今朝、休みの連絡をいれるのだって、俺が代わりにやったし。多分、スマホの充電自体切れている。
「わ、わかりました。やっておきます」
「ごめんね。ありがとう」
「じゃあ何かわかったら連絡しますね」
「頼むわね。それじゃあ──」
と、奏さんが玄関扉に手を掛けた時だった。
タッタッ、と階段を降りてくる音がした。途端、俺の全身から急激に汗が吹き出してくる。
だが、振り返った時にはもう手遅れだった。
パジャマ姿の沙由が、目に見える距離にいる。
「涼太くん。少し騒がしいですけど、どうかし──」
「え、どうして沙由が涼ちゃんの家にいるの?」
階段の途中で足を止めて、「あ」と沙由は口を開ける。奏さんは、困惑の表情を浮かべていた。
俺はそーっと視線を逸らすと、早速、現実逃避を始めるのだった。
★
「熱が出て学校休んでたってのはわかった。けど、どういうことかしら? もし看病するなら、普通ウチでするわよね」
「お母さんが北海道に行ってる間、色々あって涼太くんと同棲してたんです」
「同棲って、沙由と涼ちゃんは付き合ってるってこと?」
「は、はい。報告が遅れてすみません。二週間くらい前から、沙由と付き合いはじめました」
現在、場所を移動して我が家のリビングにて。
ダイニングテーブルを囲うようにして、俺たちは座っていた。俺と沙由が隣に座り、沙由の正面の席に奏さんが座っている。
「そう、なんだ……え? 付き合ってすぐ同棲してるの? は、早くない?」
「知らないんですかお母さん。最近の子はなにかと早いんですよ。スマホの回線速度みたいに」
「その例えはどうかと思うけれど、そういう話は聞くわね。そう、そんなに早いの……まぁ沙由が涼ちゃんにゾッコンなのは知ってたから、付き合うことに文句はないのだけ……でも同棲って……」
心底困惑した様子で、今度は俺の目を見てくる。そんな目で俺を見ないでください。
俺だって、同棲は反対していた。だが、『なんでも言うコト聞く券』によって、強制敢行されただけなのだ。
とはいえ、それを一から説明するのも忍びない。結局のところ、それは言い訳にしかならないし。
「えっと、夜に家で一人で過ごすのが不安だって沙由が言ってたので、それで」
「そのくせ、涼太くん一緒に寝てはくれませんけどね」
「……っ、あ、当たり前だろ! 何言ってんだよいきなり!」
「あ、でも、昨日は一緒に寝てくれましたっけ」
「誤解生みかねないから、余計なこと言うなって!」
「あ、貴方達もうそこまで進んでるの……!?」
ほーら、勘違いされた。
てか、強心臓すぎないか沙由。
実親の前だぞ。普通、もっと大人しくなりそうなものだけど。
「一応言っておきますが、沙由とは節度のあるお付き合いをしてますから」
「いきなり同棲して言われてもねぇ」
返す言葉もない!
俺が頬を赤らめつつ、視線を下に落としていると、奏さんが沙由に目を向ける。
「というか、どうして沙由は私の連絡をずっと無視してたのかしら」
「あ、すみません。スマホの電源オフになってました」
「はぁ。そういう所はちゃんとしなさい。

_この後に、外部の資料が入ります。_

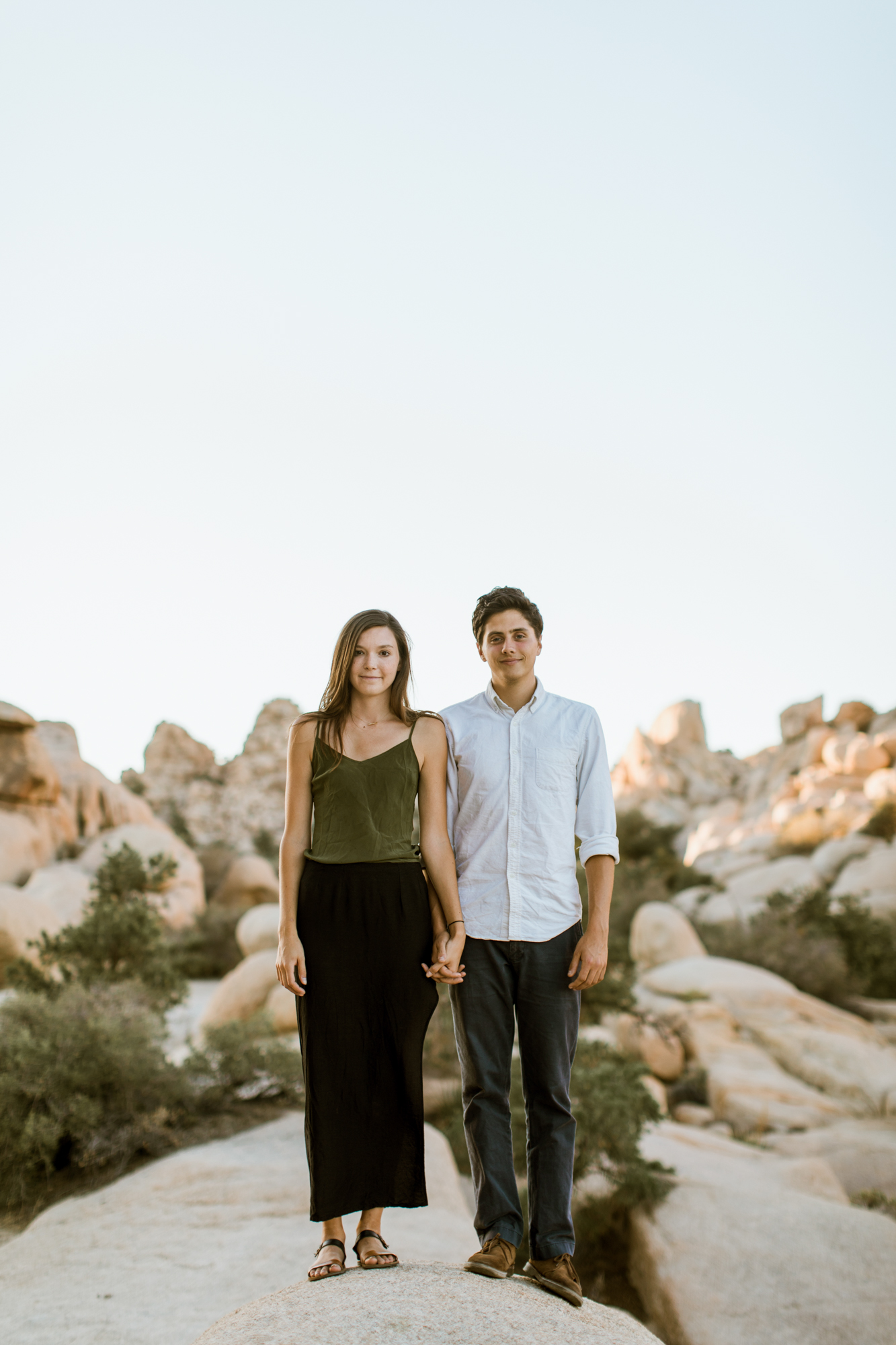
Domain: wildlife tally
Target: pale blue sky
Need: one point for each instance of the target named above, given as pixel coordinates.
(307, 309)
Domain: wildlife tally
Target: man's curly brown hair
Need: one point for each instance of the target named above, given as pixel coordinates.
(505, 601)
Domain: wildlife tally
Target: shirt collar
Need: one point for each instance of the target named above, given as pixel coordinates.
(533, 705)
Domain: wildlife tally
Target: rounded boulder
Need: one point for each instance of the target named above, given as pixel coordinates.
(249, 882)
(423, 1301)
(259, 929)
(659, 934)
(243, 992)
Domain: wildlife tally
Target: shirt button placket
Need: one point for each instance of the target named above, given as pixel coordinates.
(514, 829)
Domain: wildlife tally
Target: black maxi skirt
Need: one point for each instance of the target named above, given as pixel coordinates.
(365, 929)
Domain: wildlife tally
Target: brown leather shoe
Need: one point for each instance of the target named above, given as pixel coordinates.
(557, 1276)
(497, 1260)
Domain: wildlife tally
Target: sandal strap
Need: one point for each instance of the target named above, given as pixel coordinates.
(369, 1233)
(333, 1242)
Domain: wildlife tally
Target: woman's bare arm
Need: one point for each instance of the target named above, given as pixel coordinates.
(435, 849)
(296, 840)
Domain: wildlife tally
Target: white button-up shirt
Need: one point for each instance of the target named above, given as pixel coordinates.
(521, 787)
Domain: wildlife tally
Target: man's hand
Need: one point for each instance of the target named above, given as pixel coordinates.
(589, 961)
(446, 960)
(291, 960)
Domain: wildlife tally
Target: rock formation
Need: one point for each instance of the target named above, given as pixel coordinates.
(430, 1303)
(739, 822)
(239, 805)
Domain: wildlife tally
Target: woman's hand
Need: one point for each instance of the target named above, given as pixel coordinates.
(446, 958)
(291, 957)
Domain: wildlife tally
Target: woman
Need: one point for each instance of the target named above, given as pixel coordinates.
(357, 926)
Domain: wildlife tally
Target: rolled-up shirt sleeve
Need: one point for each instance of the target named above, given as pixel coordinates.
(595, 808)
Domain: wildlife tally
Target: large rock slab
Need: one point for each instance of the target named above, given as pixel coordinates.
(872, 879)
(749, 891)
(162, 1254)
(24, 919)
(861, 1153)
(25, 845)
(745, 1252)
(248, 882)
(833, 1051)
(424, 1303)
(747, 1087)
(244, 991)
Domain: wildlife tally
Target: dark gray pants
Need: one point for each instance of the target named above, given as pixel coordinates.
(529, 978)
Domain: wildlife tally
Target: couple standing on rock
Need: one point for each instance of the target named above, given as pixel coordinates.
(369, 923)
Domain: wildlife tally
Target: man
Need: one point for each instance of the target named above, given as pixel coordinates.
(528, 773)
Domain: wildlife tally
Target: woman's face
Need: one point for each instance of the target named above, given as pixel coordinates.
(376, 662)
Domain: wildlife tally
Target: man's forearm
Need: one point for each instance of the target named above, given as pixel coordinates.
(599, 874)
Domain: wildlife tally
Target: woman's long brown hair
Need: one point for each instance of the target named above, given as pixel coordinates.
(335, 703)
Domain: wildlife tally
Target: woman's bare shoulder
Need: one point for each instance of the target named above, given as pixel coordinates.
(430, 730)
(303, 732)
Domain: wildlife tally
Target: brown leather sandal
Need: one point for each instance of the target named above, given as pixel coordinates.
(369, 1233)
(331, 1274)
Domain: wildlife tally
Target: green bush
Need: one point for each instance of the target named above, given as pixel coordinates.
(827, 953)
(241, 1062)
(84, 1081)
(120, 938)
(208, 949)
(440, 1052)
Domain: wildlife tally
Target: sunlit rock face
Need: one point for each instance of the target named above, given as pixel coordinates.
(239, 805)
(751, 827)
(53, 802)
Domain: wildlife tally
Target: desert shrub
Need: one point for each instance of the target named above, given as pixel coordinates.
(208, 949)
(120, 938)
(440, 1052)
(883, 824)
(602, 1254)
(690, 1086)
(827, 953)
(84, 1082)
(611, 1109)
(241, 1062)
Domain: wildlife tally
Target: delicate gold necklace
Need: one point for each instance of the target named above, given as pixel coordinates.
(372, 726)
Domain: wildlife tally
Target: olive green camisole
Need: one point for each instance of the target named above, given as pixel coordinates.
(364, 810)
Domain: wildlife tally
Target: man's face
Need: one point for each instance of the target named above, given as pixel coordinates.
(509, 646)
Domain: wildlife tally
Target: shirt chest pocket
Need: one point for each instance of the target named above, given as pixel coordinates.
(556, 769)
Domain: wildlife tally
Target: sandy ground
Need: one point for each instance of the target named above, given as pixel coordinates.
(161, 1256)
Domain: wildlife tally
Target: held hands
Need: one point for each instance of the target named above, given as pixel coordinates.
(589, 961)
(291, 962)
(447, 952)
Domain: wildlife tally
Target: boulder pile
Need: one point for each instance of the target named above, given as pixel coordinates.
(60, 817)
(770, 1059)
(788, 820)
(239, 805)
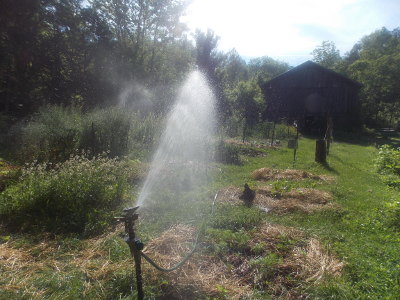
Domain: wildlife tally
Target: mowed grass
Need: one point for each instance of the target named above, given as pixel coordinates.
(357, 232)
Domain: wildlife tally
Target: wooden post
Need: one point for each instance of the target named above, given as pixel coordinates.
(273, 134)
(320, 151)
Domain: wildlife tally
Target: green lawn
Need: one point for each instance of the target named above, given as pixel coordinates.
(356, 231)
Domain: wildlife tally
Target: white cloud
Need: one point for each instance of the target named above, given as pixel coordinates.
(289, 28)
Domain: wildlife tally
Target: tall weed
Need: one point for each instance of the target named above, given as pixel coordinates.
(77, 195)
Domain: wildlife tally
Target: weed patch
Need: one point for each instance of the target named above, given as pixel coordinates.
(275, 174)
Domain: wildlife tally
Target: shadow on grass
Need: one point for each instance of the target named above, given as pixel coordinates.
(327, 167)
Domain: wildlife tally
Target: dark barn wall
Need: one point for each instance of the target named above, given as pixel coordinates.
(311, 92)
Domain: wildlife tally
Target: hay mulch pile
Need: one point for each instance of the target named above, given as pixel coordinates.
(301, 199)
(201, 275)
(24, 268)
(276, 174)
(251, 144)
(304, 260)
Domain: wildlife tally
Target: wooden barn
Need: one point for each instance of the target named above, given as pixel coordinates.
(311, 94)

心配したんだから」
「ご、ごめんなさい」
奏さんがムッとした表情で優しく叱責する。
沙由はバツの悪そうな顔をして素直に謝罪した。
奏さんはホッと息をつき、お茶を一口含むと。
「ちなみに今後も同棲は続けてくつもりなのかしら?」
俺はブルブル首を横に振って、否定する。
「し、しません。奏さんが帰ってきたので、もう同棲は解消です」
「あら、そうなの。続ければいいのに」
「え?」
何を言ってるんだこの人……。
怒られる覚悟でいた反面、その発言は意表を突かれた。
「い、いやいや……続けるのはマズくないですか?」
「何がマズいの?」
「そりゃ色々……なんというか」
「気の知れた涼ちゃんなら安心だし。もし、何かあった時はキチンと責任を取ってくれるのでしょう?」
微笑を湛える奏さん。すごい優しい笑顔なのに、なぜだろう背中がゾクっとする。
「それに、私も仕事であまり家に居られないし、実際、沙由が一人の時間って多いのよ。ALS○Kには入っているけれど、涼ちゃんと一緒の方が安全かなって」
「いや信じましょうALS○K! 俺より、絶対信頼になりますから!」
この親子、ALS◯K信用してなすぎだろ。
まさかの同棲継続を勧められ、俺が当惑しているときだった。
くいっと服の袖を捕まれる。
「涼太くんは、同棲やめたいですか?」
「……え、それは」
ゴクリと唾を飲み込む。
正直、この二週間足らずだが、すでに一緒に居るのが当たり前の感覚が根付きつつある。
この場に、同棲を反対している人がいない。第一関門だと思っていた奏さんが賛成派だったし、無理に同棲をやめる必要がなかった。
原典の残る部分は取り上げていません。